The process to request a discharge or a subordination of a tax lien takes approximately 30 days after the submission of the completed application, but the IRS has pledged to speed those requests in wake of the economic downturn.
“We don’t want the IRS to be a barrier to people saving or selling their homes. We want to raise awareness of these lien options and to speed our decision-making process so people can refinance their mortgages or sell their homes,” said Doug Shulman, IRS commissioner.
“We realize these are difficult times for many Americans. We will ensure we have the resources in place to resolve these issues quickly and homeowners can complete their transactions," Shulman added.
Filing a Notice of Federal Tax Lien is a formal process by which the government makes a legal claim to property as security or payment for a tax debt. It serves as a public notice to other creditors that the government has a claim on the property.
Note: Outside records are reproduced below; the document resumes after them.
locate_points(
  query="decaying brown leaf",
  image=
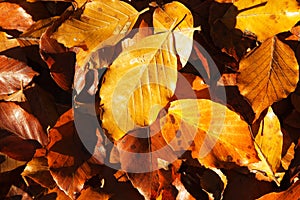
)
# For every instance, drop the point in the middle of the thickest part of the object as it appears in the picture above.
(268, 74)
(18, 121)
(101, 23)
(175, 13)
(268, 144)
(14, 16)
(140, 82)
(215, 130)
(14, 75)
(291, 194)
(264, 20)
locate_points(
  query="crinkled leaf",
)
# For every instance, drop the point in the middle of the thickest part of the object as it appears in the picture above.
(164, 19)
(138, 84)
(219, 135)
(14, 16)
(18, 121)
(264, 20)
(14, 75)
(268, 74)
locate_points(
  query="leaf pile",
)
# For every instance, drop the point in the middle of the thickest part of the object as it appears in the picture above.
(110, 99)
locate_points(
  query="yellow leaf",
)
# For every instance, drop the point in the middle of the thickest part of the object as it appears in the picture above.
(165, 17)
(268, 74)
(219, 135)
(103, 22)
(138, 84)
(7, 164)
(268, 144)
(266, 20)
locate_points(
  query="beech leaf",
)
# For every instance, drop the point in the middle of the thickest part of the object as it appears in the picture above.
(219, 135)
(268, 144)
(264, 20)
(101, 23)
(138, 84)
(268, 74)
(175, 12)
(14, 75)
(18, 121)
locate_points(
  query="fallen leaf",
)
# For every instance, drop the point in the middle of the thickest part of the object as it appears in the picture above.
(291, 194)
(219, 135)
(15, 147)
(68, 158)
(138, 84)
(18, 121)
(268, 144)
(14, 17)
(264, 20)
(8, 164)
(38, 170)
(268, 74)
(101, 23)
(171, 14)
(14, 75)
(6, 42)
(17, 193)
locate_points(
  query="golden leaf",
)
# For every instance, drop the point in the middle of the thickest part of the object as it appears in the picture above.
(268, 144)
(102, 23)
(164, 19)
(138, 84)
(265, 20)
(219, 135)
(7, 164)
(268, 74)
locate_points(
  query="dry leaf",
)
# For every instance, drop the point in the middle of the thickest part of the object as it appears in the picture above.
(101, 23)
(138, 84)
(68, 158)
(14, 75)
(291, 194)
(18, 121)
(14, 16)
(9, 164)
(268, 144)
(171, 14)
(38, 170)
(219, 134)
(264, 20)
(268, 74)
(6, 42)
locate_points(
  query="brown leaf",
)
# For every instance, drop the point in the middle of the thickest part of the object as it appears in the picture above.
(68, 158)
(14, 75)
(18, 121)
(268, 74)
(15, 147)
(138, 84)
(291, 194)
(14, 17)
(38, 170)
(265, 20)
(215, 131)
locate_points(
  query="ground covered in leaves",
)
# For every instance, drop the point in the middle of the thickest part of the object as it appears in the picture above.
(109, 99)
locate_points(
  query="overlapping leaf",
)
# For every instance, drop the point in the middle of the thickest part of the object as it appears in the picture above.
(172, 13)
(268, 143)
(268, 74)
(18, 121)
(138, 84)
(101, 23)
(264, 20)
(14, 75)
(14, 16)
(219, 135)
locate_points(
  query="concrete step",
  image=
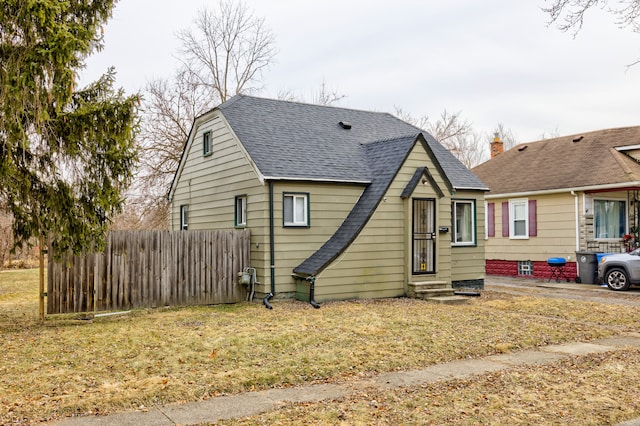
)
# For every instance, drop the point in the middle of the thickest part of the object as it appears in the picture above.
(424, 293)
(448, 300)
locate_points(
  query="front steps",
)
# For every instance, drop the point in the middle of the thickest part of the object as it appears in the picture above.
(435, 291)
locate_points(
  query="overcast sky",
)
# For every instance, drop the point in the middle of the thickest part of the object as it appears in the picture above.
(494, 61)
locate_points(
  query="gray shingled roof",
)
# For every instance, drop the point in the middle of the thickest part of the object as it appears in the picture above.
(290, 140)
(302, 141)
(384, 160)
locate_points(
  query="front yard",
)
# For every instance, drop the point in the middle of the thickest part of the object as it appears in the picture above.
(71, 366)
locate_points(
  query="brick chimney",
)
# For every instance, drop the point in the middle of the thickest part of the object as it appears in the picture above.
(497, 146)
In some cases, a federal tax lien can be made secondary to another lien, such as a lending institution’s, if the IRS determines that taking a secondary position ultimately will help with collection of the tax debt. That process is called subordination. Taxpayers or their representatives may apply for a subordination of a federal tax lien if they are refinancing or restructuring their mortgage. Without lien subordination, taxpayers may be unable to borrow funds or reduce their payments. Lending institutions generally want their lien to have priority on the home being used as collateral.
Taxpayers or their representatives may apply for a certificate of discharge of a tax lien if they are giving up ownership of the property, such as selling the property, at an amount less than the mortgage lien if the mortgage lien is senior to the tax lien. The IRS may also issue a certificate of discharge in other circumstances if the taxpayer has sufficient equity in other assets, can substitute other assets, or is able to pay the IRS its equity in the property. Without a tax lien discharge, the taxpayer may be unable to complete the home ownership change and the ownership title will remain clouded.
The IRS also urges taxpayers to contact the agency’s Collection Advisory Group early in the home sale or refinancing process so that it can begin work on their requests.
Currently, there are more than 1 million federal tax liens outstanding tied to both real and personal property. The IRS issues more than 600,000 federal tax lien notices annually.